Berikutnya, kita harus memikirkan sejak dini apa yang dapat dilakukan saat menginjak usia tua. Meskipun keahlian dan kemampuan yang kita andalkan untuk mencari nafkah tidak lagi setajam di masa muda, jangan biarkan hal ini menjadi penghalang untuk mengembangkan bakat di bidang lain. Anna Mary Robertson Moses atau yang lebih dikenal dengan Grandma Moses, adalah seorang artist yang terkemuka di Amerika. Pada awal karirnya dia fokuskan hidupnya di bidang embroidery (bordir), namun dia terserang penyakit arthritis kala berusia 80an sehingga tak mampu lagi menjahit dikarenakan sendi tanggannya yang sakit. Saat itu dia memiliki pilihan untuk pensiun, tetapi memutuskan untuk mengembangkan bakatnya di bidang melukis. Tak disangka, lukisan karyanya menjadi terkenal bahkan memberikan dampak positif yang luar biasa besar pada kesenian Amerika. Melalui kisah Grandma Moses ini, kita diajarkan bahwa manusia memiliki pilihan untuk pasrah dan tidak melakukan apa-apa di masa tua, atau pilihan untuk memakai waktu yang ada untuk mengembangkan bakat lain yang dapat membawa dampak positif bagi kehidupan orang lain.

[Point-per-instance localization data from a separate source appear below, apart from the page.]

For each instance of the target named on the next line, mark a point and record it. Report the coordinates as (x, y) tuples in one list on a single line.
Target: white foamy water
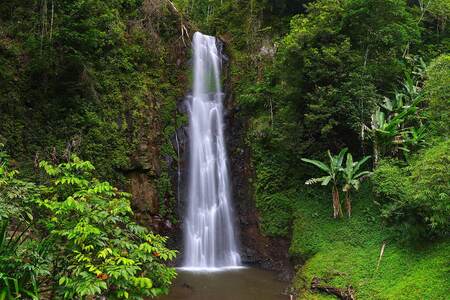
[(209, 235)]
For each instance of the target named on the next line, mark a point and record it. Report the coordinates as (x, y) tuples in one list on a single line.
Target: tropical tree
[(332, 170), (353, 177)]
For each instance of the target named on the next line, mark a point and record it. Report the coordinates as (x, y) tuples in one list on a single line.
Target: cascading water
[(209, 237)]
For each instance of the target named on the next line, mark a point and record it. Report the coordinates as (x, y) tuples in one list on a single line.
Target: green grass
[(346, 252)]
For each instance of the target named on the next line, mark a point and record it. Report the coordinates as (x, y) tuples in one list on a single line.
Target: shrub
[(105, 252)]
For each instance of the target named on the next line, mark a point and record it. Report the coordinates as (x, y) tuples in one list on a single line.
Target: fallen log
[(347, 293)]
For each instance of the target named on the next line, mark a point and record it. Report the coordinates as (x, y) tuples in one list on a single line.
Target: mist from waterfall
[(209, 235)]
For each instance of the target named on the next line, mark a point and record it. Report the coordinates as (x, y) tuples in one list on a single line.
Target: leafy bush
[(23, 252), (76, 234), (417, 196)]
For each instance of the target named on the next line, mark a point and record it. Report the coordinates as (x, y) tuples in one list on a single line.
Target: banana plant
[(352, 177), (332, 170)]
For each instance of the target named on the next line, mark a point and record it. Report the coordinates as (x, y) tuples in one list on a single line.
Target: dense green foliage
[(102, 79), (87, 77), (416, 196), (87, 222), (347, 253)]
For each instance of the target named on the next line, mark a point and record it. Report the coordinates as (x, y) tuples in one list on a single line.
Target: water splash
[(209, 237)]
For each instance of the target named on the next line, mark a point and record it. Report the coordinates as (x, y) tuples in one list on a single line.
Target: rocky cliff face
[(267, 252)]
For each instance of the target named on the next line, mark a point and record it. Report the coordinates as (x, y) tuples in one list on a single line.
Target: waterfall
[(209, 237)]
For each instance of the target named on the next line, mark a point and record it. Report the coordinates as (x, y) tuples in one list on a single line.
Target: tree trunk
[(376, 151), (348, 203)]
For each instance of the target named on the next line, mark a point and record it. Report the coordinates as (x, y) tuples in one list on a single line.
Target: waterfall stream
[(209, 234)]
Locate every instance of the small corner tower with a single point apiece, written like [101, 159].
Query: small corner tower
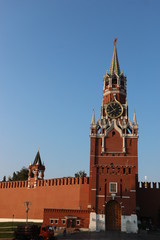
[34, 170]
[113, 157]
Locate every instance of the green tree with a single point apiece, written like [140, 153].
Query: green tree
[80, 174]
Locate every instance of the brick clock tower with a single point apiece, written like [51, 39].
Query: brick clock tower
[113, 157]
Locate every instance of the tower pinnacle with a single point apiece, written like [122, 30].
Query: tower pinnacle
[115, 64]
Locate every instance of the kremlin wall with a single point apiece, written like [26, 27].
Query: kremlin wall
[111, 198]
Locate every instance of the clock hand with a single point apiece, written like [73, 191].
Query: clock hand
[112, 111]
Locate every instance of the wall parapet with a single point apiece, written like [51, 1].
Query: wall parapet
[63, 181]
[14, 184]
[148, 185]
[46, 182]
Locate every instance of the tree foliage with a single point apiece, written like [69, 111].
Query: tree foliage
[81, 174]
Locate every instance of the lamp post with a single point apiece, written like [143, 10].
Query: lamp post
[27, 204]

Sebagai orang muda kita harus menghormati para senior. Saat memberikan 10 perintah (Ulangan 5:16), Tuhan memerintah kita untuk menghormati orang tua, dalam hal ini alkitab berbicara mengenai ayah dan ibu. Janji Tuhan adalah Dia akan membuat hidup ini baik jika kita mentaati firmanNya. Bagaimanakah cara kita bisa memperoleh hidup yang lebih baik? Melalui hikmat dari generasi sebelum kita. Kenyataan menunjukkan bahwa mereka yang muda maupun yang berumur akan saling melengkapi. Tuhan menghendaki agar mereka yang telah berumur untuk menjadi penasehat dan pembimbing bagi kaum muda. Di lain pihak, Tuhan juga menghendaki kaum muda untuk menghormati orang tua dengan menjaga dan mendengarkan nasehatnya.
Kebahagiaan saat kita berumur nanti tidak diperoleh dengan menumpuk harta untuk dinikmati di hari tua. Kebahagiaan di masa tua nanti dapat diperoleh denga cara memberikan berkat bagi anak, cucu, dan generasi muda yang mau belajar dari kehidupan kita. Akhir kata, agar hidup ini menjadi berkat, mari kita bangun hidup ini di atas dasar yang baik yaitu Firman Tuhan dan kebenaranNya.